Undergraduate Research and Creativity Alumni Profiles
Tommy Poehnelt, B.A. '11
Instrumental Music Teacher, Southtowns Catholic School
Major(s): English, Public Communications
What research or work have you done since graduating from Buffalo State?
Completed my M.A. in English and American literature at New York University. I am now working on my doctoral dissertation at the University of Massachusetts, Amherst (UMass Amherst). My academic fields are Asian American literature, critical race theory, trauma studies, and postcolonialism. I have presented at conferences at SUNY Stony Brook (an examination of the weaponization of language in Junot Diaz's short story collection, Drown), UMass Amherst (roots of identity in GB Tran's graphic memoir, Vietnamerica), and the University of Florida (understanding the ghosts of trauma in Belle Yang's graphic memoir, Forget Sorrow).
Can you translate your work for the general public?

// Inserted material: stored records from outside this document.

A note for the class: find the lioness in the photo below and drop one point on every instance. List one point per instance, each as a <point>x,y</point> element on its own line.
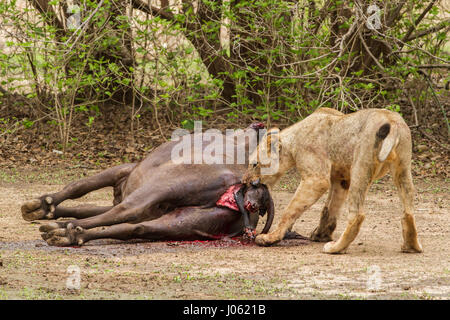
<point>343,153</point>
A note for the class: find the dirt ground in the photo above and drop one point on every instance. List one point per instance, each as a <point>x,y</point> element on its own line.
<point>373,268</point>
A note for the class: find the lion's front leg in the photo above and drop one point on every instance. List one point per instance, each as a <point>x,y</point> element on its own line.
<point>307,193</point>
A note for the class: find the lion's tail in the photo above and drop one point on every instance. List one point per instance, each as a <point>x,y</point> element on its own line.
<point>389,137</point>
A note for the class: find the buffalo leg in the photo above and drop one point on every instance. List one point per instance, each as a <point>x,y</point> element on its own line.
<point>80,212</point>
<point>44,206</point>
<point>190,223</point>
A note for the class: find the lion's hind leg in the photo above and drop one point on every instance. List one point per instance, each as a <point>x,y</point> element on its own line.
<point>330,212</point>
<point>403,181</point>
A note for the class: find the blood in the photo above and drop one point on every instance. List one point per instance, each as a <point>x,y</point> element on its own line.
<point>228,200</point>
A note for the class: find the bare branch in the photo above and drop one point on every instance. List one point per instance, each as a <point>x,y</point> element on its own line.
<point>418,20</point>
<point>440,26</point>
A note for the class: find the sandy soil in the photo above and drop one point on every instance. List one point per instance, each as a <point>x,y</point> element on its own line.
<point>373,268</point>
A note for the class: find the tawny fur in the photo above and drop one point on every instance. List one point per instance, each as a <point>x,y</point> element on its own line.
<point>343,154</point>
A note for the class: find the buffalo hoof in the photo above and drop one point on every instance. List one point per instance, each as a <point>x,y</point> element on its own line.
<point>37,209</point>
<point>264,240</point>
<point>63,237</point>
<point>416,248</point>
<point>320,237</point>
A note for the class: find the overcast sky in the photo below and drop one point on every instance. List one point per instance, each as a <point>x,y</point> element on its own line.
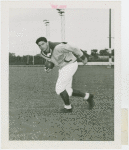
<point>86,28</point>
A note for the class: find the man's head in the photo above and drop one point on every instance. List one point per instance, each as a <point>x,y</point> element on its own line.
<point>42,43</point>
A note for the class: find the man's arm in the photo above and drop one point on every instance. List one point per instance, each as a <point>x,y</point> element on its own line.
<point>75,50</point>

The central focus of my dissertation is on Asian American texts, and how they can be read as "oathwriting," or ways to extract the ghosts of unspeakable traumas so that those affected are no longer haunted. I then take this interpretation of oathwriting and apply it to other texts by Black, Native American, and Latinx artists. Basically, these traumas caused by U.S. imperialism, racism, othering, and other violences, sometimes are unresolved because either the language is insufficient to talk about them, or there is no audience to listen. They then haunt the afflicted, and are passed down generationally. In order to communicate these traumas, then, either a new language or patois has to be developed, or the stories that are factual have to masquerade as fiction. Oathwriting, which is derived from the etymology of "exorcise," sees and understands the texts as such, creating a space for the ghost to depart and the person/people to heal.
Why did you decide to get involved in undergraduate research?
It was an excellent opportunity to delve deeper into an aspect of literature and a personal interest that was not available in any particular class.
How did your undergraduate research experience influence your career path?
It has helped me to better analyze literature and theory; exposed me to many scholars in Asian American literary criticism and postcolonial studies; and prepared me for the work I would accomplish in graduate school as well.
Describe the research you did and if you presented it at any professional conference, juried art exhibit, or other off-campus location.
I examined Chang Rae Lee’s novel Native Speaker, particularly the main character Henry Park's struggle to find his identity amongst his immigrant parents, Anglo-American wife and their son. This was analyzed primarily through the scope of Gloria Anzaldúa's borderland theory incorporating the American culture with a foreign one to find a sense of belonging that cheats neither.